The CO2 plateau is so narrow on a geologic scale that it isn't often discussed. The apparent plateau you see on the right of the page you mentioned is in fact only a few pixels wide on the left and occurs naturally every 100,000 years. This link is somewhat more readable. I hope you don't view this as me ignoring the cause/effect so I'm going to be redundant: I think that the effect is historically normal, and the cause is the same historical cause of the last three jumps from 200 to 280 ppm, though I don't know exactly what that is.
What we've seen in the last 200 year has been an increase from 280 to 370 ppm, more than enough to end a glacial maximum, not to mention the other greenhouse gases like methane. Furthermore, the hockey stick graph is only a 1 dimensional picture. Scientists now have climate models with huge numbers of parameters; I've yet to see one that doesn't predict global warming in the next century due primarily to increased greenhouse gases in the atmosphere since the Industrial Revolution.
Most environmentalists are trying to make some progress and would be ok with half the progress they think the world needs, as a step in the right direction. The oil and coal lobby is fighting against all compromise, because for them compromising is losing.

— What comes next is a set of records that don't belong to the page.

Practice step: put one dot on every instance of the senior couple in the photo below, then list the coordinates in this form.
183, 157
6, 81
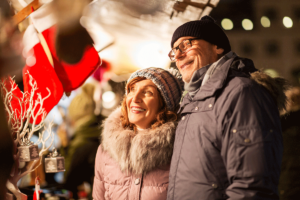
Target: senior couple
221, 140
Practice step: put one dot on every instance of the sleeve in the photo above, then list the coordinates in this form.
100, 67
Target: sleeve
252, 145
98, 187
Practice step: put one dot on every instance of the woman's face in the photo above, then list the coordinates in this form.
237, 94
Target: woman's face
143, 103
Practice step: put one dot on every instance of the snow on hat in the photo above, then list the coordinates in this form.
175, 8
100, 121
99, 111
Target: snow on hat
206, 29
169, 83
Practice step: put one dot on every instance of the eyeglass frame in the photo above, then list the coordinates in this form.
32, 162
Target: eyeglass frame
176, 48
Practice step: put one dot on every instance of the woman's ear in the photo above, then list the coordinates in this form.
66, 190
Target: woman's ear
219, 50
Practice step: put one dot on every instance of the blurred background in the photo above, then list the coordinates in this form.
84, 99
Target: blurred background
134, 34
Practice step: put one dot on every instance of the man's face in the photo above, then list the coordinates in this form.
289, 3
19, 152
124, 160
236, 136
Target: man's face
199, 55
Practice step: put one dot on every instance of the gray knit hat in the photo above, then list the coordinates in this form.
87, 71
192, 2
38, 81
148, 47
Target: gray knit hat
169, 83
207, 29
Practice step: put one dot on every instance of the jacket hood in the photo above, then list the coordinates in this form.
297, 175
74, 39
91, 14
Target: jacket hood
138, 153
276, 86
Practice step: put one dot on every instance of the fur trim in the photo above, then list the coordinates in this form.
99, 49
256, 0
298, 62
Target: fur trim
277, 87
138, 153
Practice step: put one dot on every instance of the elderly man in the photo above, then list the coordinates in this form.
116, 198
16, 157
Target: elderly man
228, 142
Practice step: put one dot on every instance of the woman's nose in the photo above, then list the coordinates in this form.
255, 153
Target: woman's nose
178, 54
137, 97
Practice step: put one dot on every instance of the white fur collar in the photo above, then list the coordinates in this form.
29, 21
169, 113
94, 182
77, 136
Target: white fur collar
138, 153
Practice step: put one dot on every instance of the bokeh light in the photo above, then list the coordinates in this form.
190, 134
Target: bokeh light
265, 21
227, 24
247, 24
287, 22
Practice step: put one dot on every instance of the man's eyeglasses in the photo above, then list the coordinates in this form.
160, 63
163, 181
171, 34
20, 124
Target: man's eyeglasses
183, 47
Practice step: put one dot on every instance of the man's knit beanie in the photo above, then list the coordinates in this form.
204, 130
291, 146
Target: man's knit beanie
206, 29
169, 83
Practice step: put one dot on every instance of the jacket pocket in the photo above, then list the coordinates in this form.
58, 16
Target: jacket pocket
251, 136
251, 152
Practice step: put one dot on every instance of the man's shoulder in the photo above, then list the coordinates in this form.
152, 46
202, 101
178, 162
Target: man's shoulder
237, 84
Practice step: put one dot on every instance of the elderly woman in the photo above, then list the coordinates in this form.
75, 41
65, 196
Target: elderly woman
134, 157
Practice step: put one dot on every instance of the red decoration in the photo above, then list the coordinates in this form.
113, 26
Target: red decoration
72, 75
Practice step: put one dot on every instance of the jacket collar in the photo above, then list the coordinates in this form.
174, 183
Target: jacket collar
138, 153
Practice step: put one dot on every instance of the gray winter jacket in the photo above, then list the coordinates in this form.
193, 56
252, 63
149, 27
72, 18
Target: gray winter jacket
228, 143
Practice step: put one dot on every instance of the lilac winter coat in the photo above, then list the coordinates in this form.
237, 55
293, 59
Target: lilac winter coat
133, 166
228, 142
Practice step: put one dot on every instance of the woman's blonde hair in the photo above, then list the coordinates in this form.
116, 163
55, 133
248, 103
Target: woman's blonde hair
163, 116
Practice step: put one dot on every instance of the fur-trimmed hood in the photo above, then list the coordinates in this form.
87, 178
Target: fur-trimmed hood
138, 153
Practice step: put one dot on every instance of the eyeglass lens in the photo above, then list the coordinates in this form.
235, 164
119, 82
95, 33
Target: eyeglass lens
183, 46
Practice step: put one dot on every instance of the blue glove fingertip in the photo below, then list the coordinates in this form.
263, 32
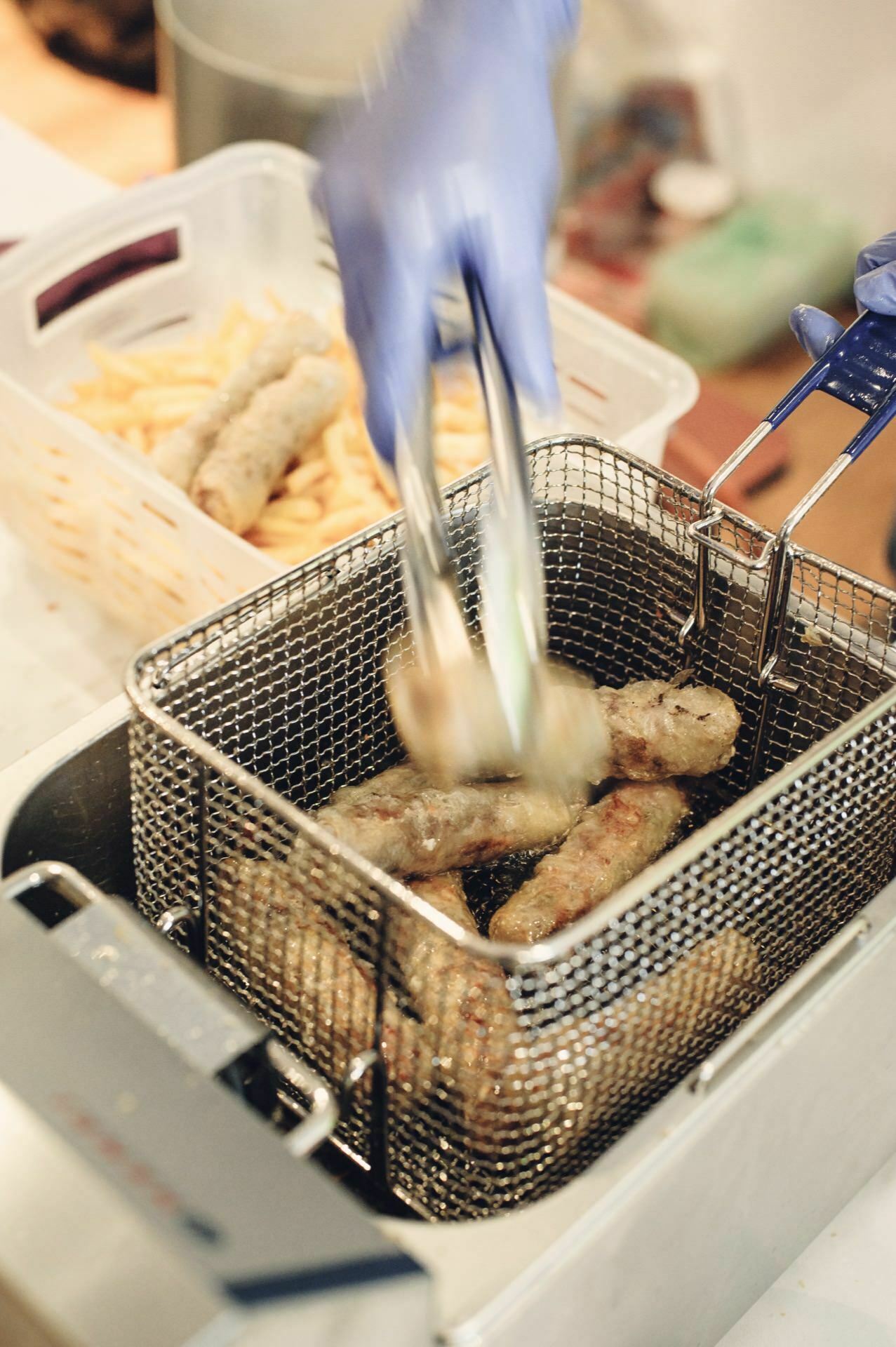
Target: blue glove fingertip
814, 330
876, 290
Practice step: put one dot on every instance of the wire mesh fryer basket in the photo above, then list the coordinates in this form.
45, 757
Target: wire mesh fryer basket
506, 1071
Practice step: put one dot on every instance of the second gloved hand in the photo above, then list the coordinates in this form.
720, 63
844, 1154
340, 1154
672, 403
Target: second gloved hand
875, 288
452, 166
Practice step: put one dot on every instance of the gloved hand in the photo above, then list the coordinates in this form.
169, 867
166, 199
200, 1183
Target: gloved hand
452, 166
875, 288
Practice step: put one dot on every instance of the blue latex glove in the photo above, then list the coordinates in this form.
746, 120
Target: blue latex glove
450, 166
875, 288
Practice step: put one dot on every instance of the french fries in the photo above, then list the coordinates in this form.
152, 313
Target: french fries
336, 485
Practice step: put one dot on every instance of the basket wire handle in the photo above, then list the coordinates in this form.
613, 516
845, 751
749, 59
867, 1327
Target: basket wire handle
859, 370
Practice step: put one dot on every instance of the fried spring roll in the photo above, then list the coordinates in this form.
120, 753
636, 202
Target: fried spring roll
462, 1000
658, 730
406, 826
580, 1074
253, 450
294, 956
644, 732
181, 453
612, 842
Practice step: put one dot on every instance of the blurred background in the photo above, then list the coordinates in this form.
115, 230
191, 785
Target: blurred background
723, 161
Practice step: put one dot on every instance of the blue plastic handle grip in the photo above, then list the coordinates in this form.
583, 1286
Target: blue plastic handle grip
859, 370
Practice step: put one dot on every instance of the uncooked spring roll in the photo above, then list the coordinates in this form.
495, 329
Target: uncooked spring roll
613, 841
253, 450
181, 453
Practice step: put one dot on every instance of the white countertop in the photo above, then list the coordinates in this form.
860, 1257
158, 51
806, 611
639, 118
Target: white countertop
61, 659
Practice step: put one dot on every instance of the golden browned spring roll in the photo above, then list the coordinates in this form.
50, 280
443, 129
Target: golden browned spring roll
613, 841
562, 1083
644, 732
294, 956
658, 730
253, 450
407, 826
181, 453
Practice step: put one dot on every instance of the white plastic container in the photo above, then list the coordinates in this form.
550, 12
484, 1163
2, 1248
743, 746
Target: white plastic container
232, 225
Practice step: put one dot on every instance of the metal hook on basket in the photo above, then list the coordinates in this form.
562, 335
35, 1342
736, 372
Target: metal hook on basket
859, 370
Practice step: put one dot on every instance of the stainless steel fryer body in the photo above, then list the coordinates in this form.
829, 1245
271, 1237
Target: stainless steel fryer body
250, 720
676, 1230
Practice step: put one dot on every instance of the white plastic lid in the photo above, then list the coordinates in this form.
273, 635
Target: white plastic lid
693, 190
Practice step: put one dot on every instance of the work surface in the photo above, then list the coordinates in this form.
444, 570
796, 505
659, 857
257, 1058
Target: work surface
61, 659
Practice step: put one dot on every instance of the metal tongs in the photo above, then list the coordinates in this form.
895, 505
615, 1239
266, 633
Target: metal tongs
462, 714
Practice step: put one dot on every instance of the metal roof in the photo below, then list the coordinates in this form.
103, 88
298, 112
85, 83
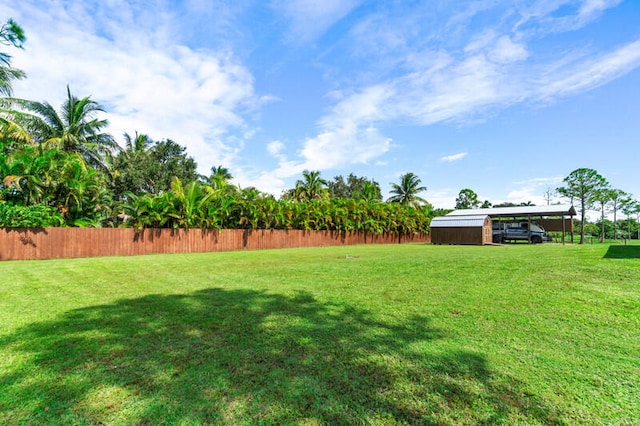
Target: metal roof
553, 210
458, 222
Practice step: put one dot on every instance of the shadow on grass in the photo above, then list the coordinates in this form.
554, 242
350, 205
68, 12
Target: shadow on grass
622, 252
245, 357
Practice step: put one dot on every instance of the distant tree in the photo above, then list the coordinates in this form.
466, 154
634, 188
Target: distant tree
354, 187
219, 178
467, 199
581, 185
601, 198
629, 206
618, 198
406, 192
169, 160
131, 167
11, 34
75, 128
310, 187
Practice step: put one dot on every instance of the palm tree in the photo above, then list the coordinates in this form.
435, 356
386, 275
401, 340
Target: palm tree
312, 186
10, 35
406, 192
219, 178
74, 129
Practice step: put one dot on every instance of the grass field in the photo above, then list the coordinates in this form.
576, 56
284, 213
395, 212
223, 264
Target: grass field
399, 334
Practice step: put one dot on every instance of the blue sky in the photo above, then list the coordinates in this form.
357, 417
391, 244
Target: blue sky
504, 97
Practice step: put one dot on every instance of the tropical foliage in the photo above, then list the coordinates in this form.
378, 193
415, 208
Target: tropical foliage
61, 167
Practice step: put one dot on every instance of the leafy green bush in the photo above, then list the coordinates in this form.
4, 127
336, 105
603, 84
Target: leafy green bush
34, 216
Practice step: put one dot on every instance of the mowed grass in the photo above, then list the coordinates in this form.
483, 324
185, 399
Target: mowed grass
397, 334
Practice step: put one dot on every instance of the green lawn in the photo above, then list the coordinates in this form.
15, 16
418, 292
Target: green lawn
397, 334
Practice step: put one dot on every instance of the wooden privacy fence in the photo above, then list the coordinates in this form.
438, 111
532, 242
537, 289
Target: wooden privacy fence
54, 243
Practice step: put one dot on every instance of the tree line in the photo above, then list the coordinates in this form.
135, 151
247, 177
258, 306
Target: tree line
588, 190
60, 167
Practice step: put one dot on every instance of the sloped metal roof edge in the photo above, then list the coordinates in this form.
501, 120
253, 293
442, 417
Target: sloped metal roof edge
551, 210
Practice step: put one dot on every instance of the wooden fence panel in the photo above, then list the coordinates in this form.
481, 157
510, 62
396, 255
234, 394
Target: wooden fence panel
54, 243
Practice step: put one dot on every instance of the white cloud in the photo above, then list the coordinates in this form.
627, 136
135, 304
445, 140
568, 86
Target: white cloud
586, 74
454, 157
534, 190
146, 83
311, 18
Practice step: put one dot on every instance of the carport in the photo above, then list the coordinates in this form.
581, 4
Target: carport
553, 218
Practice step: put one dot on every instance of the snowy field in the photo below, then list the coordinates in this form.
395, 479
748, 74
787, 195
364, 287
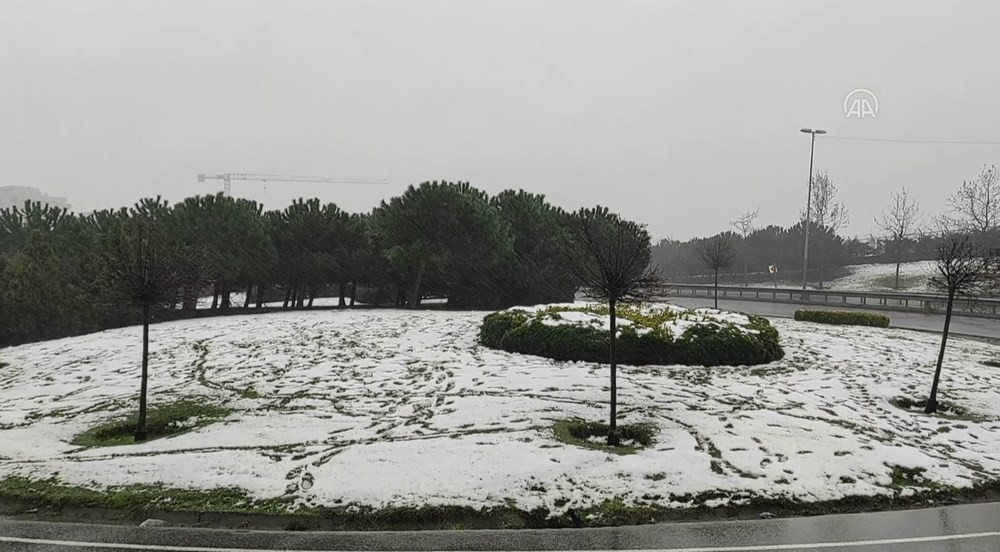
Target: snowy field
913, 278
403, 408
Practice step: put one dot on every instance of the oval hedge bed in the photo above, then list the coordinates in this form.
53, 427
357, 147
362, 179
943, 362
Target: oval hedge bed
659, 334
845, 318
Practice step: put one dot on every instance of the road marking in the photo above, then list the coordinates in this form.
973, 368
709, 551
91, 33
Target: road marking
755, 548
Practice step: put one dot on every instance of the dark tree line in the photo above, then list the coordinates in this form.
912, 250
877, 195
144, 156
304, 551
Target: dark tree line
754, 252
437, 239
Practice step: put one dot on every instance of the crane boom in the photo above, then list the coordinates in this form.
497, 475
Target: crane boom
227, 179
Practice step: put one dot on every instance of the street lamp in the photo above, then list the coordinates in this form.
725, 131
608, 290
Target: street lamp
805, 251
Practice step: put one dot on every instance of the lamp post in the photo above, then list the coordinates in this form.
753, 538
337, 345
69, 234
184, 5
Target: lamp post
805, 251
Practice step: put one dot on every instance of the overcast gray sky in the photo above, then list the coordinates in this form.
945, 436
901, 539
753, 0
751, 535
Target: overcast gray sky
680, 114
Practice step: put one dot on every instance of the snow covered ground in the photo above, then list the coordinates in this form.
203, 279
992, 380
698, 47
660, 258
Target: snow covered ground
913, 278
396, 408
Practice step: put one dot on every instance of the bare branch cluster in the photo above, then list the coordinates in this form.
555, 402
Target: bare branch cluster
900, 218
967, 265
745, 223
612, 259
827, 212
976, 205
716, 253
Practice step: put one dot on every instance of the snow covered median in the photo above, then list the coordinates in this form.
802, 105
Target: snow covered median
393, 408
656, 333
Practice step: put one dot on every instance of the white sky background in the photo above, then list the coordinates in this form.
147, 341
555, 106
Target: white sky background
677, 114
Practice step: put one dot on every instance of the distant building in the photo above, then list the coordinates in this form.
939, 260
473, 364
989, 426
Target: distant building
15, 196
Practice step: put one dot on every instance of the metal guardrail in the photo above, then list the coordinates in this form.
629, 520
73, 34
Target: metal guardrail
925, 303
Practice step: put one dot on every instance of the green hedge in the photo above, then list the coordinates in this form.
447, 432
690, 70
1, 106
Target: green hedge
847, 318
706, 345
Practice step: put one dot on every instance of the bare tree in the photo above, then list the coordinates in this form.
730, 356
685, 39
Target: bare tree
611, 259
145, 269
827, 213
899, 220
716, 253
744, 224
976, 205
966, 266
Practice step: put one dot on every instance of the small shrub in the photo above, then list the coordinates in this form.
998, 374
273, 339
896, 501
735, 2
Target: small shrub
844, 318
593, 435
643, 342
161, 421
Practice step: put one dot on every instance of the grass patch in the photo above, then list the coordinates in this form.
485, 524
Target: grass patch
50, 498
945, 409
593, 435
909, 477
905, 282
163, 420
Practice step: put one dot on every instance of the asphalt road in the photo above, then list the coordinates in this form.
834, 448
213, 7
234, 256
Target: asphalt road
962, 528
960, 325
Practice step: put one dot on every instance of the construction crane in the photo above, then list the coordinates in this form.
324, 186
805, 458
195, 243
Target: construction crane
227, 179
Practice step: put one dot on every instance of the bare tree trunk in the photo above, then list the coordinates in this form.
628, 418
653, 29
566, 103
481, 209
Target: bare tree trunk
717, 288
613, 438
226, 299
140, 428
190, 301
414, 298
932, 400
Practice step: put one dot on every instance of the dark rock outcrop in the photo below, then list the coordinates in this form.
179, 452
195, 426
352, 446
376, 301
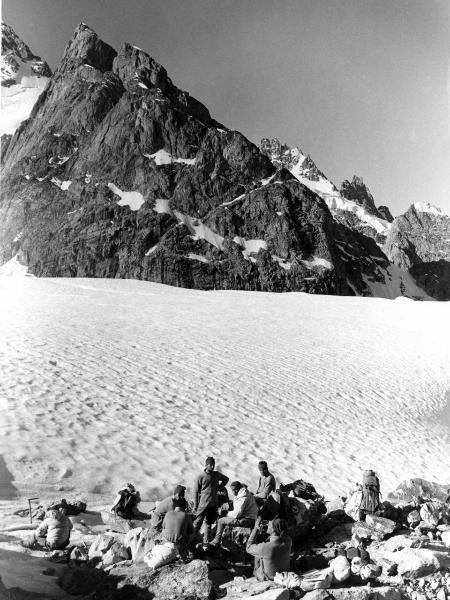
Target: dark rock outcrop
357, 191
118, 173
419, 240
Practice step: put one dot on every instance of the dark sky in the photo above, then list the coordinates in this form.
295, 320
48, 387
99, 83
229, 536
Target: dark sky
361, 85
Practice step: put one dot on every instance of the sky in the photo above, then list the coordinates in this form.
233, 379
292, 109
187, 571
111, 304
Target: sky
363, 86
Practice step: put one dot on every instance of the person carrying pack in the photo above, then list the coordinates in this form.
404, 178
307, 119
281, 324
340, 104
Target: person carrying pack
125, 504
370, 502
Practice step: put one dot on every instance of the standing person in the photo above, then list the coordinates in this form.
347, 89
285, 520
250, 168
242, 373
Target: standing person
126, 501
272, 556
167, 505
205, 497
266, 483
244, 513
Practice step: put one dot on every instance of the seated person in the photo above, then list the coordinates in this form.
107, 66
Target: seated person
126, 501
272, 556
166, 505
177, 526
243, 514
54, 532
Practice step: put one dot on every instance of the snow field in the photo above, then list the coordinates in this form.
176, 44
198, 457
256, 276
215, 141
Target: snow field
108, 381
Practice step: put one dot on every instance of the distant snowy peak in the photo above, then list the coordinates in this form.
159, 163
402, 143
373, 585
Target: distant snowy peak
17, 60
23, 77
353, 206
426, 207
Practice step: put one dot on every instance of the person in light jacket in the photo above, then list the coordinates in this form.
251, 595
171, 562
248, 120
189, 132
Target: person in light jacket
205, 498
266, 483
244, 513
55, 529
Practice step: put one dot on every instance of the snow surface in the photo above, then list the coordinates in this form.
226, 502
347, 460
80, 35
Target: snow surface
132, 199
124, 380
428, 208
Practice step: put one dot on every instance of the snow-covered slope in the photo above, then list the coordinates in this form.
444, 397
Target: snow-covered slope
106, 381
23, 77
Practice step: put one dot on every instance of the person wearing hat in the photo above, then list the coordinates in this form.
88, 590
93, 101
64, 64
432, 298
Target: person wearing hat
266, 483
244, 513
272, 556
205, 497
126, 501
166, 505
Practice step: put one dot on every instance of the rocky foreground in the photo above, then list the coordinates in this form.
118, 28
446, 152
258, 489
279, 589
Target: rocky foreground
408, 543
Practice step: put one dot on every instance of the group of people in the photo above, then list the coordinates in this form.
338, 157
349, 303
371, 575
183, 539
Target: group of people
176, 527
176, 524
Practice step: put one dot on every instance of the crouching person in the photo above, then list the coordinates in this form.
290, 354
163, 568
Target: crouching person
53, 533
272, 556
177, 533
243, 514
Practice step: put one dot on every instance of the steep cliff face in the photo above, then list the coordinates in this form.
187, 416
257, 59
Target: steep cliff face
419, 241
352, 206
118, 173
23, 77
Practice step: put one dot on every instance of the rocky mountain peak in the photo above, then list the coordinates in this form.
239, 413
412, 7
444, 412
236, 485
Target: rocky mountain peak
357, 191
87, 48
18, 60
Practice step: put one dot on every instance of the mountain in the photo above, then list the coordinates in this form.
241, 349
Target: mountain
119, 173
419, 241
353, 205
23, 77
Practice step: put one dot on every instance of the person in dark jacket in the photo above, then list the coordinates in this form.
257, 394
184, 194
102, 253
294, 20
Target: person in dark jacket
205, 497
177, 526
166, 505
272, 556
266, 483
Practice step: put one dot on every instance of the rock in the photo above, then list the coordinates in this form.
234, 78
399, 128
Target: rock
414, 563
274, 594
341, 533
235, 538
380, 524
367, 532
139, 542
115, 554
101, 545
248, 587
110, 123
356, 593
432, 512
413, 518
171, 581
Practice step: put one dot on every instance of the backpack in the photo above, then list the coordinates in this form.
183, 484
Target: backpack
370, 502
306, 491
126, 503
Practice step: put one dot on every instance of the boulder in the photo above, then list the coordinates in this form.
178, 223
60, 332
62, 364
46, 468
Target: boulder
356, 593
174, 581
432, 512
115, 554
139, 542
100, 546
235, 538
417, 562
381, 524
413, 518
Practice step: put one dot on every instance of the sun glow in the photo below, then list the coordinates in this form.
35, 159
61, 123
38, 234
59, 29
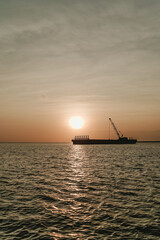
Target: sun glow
76, 122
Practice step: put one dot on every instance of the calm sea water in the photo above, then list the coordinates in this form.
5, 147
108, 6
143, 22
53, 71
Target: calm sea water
61, 191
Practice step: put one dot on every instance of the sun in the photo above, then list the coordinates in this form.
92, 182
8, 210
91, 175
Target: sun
76, 122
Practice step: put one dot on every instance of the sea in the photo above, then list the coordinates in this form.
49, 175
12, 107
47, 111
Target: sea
63, 191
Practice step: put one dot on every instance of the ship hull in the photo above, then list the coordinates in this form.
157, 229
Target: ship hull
104, 141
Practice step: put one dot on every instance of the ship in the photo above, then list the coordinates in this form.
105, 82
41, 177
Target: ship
120, 140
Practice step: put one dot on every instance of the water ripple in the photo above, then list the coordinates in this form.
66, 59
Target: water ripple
51, 191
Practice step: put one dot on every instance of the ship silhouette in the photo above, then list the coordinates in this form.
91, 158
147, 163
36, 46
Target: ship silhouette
120, 140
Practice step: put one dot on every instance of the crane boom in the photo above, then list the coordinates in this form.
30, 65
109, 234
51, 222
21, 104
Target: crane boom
115, 128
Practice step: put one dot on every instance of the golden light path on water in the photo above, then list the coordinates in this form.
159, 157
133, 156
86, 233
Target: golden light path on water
65, 191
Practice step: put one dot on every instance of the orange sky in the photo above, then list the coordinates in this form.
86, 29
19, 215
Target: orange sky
95, 59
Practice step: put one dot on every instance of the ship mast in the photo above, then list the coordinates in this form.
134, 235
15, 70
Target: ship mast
115, 128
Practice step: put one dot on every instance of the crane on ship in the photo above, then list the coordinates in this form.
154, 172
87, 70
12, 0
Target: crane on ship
118, 133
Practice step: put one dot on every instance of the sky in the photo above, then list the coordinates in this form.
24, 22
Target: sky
91, 58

Since global warming is a negative externality of CO2 emissions, the free market will operate best if this cost is internalized -- so I advocate a gradually increasing CO2 tax so as not to shock the economy but to make it clear that the price of fossil fuels will go up. The entire proceeds can be spent on domestic research, solar panels for government buildings from domestic manufacturers, or even giving the proceeds back to the people in the form of tax credits.
Someday, a CO2 tax or cap and trade will happen. Global warming can only be denied for so long. Not too mention, someday we'll run out of fossil fuels (not literally, the prices will start spiking). Long-term smart money is in clean energy.